Her journey offers valuable insights for anyone considering a major change. She used downtime strategically rather than panicking, planned her exit route clearly, and most importantly, listened when her body was signalling misalignment through physical symptoms.
What's particularly smart about her approach was testing her concept with day experiences before committing to overnight retreats, reducing risk while building community. From day one, she built operational systems that support her values, preventing the values drift that often happens as businesses scale.
One significant hurdle she overcame was a limiting belief about market demand. "Probably that people wouldn't invest in something that is values first, and turns out that they will." Her willingness to challenge this assumption became fundamental to REESET ‘s success.
My Take
One of my favourite parts of Becca's story is how unapologetically honest she is about the messy reality of career transitions. She had panic attacks in meetings, not a grand epiphany. She applied every skill she'd learned to create something more meaningful, instead of abandoning her previous retail experience.
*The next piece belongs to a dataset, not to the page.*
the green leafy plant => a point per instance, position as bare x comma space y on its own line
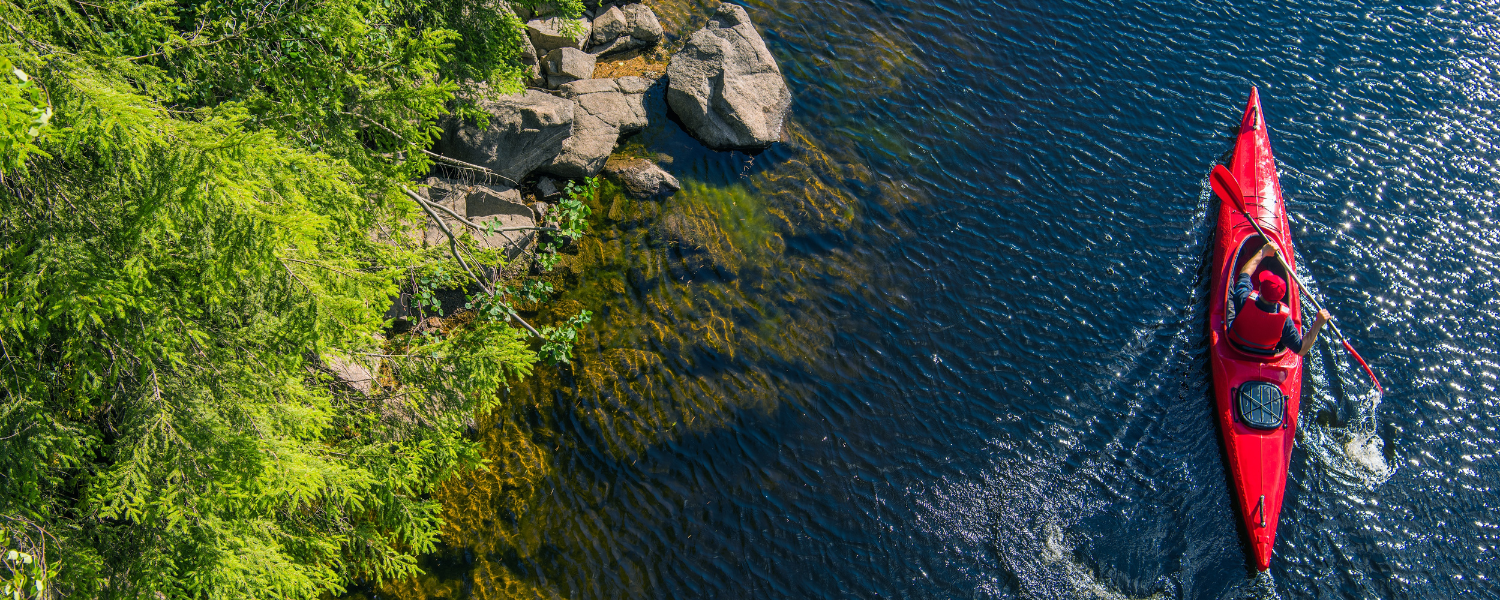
557, 345
23, 575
Becca's approach demonstrates remarkable business acumen too. The wellness industry's representation gap presents enormous commercial opportunity, proving that inclusive approaches are strategically smart, as well as being morally right. By creating dedicated spaces for underrepresented communities, REESET has found a way to serve markets that mainstream wellness businesses consistently overlook.
Her commitment to saying no when opportunities don't align with REESET ‘s values shows extraordinary discipline. I think every entrepreneur reading this will identify with being faced with these difficult decisions. So many industries today are driven by growth at any cost, whereas Becca shows us all that principled businesses can be both sustainable and impactful.
Inclusivity and belonging are also at the heart of my coaching practice, so seeing Becca creating the wellness spaces where people can be themselves without explanation or apology is something that resonates very strongly with me.
The advice that resonates most from our conversation addresses why so many people stay stuck:
"Don't wait to feel ready, because the clarity will come in the action... just start. It doesn't matter what that looks like, you will never go anywhere or do anything if you don't just start."
Transformations often begin with the courage to listen when our bodies tell us something needs to change. For Becca, that listening led not just to personal healing but also feeling called to create healing spaces for others.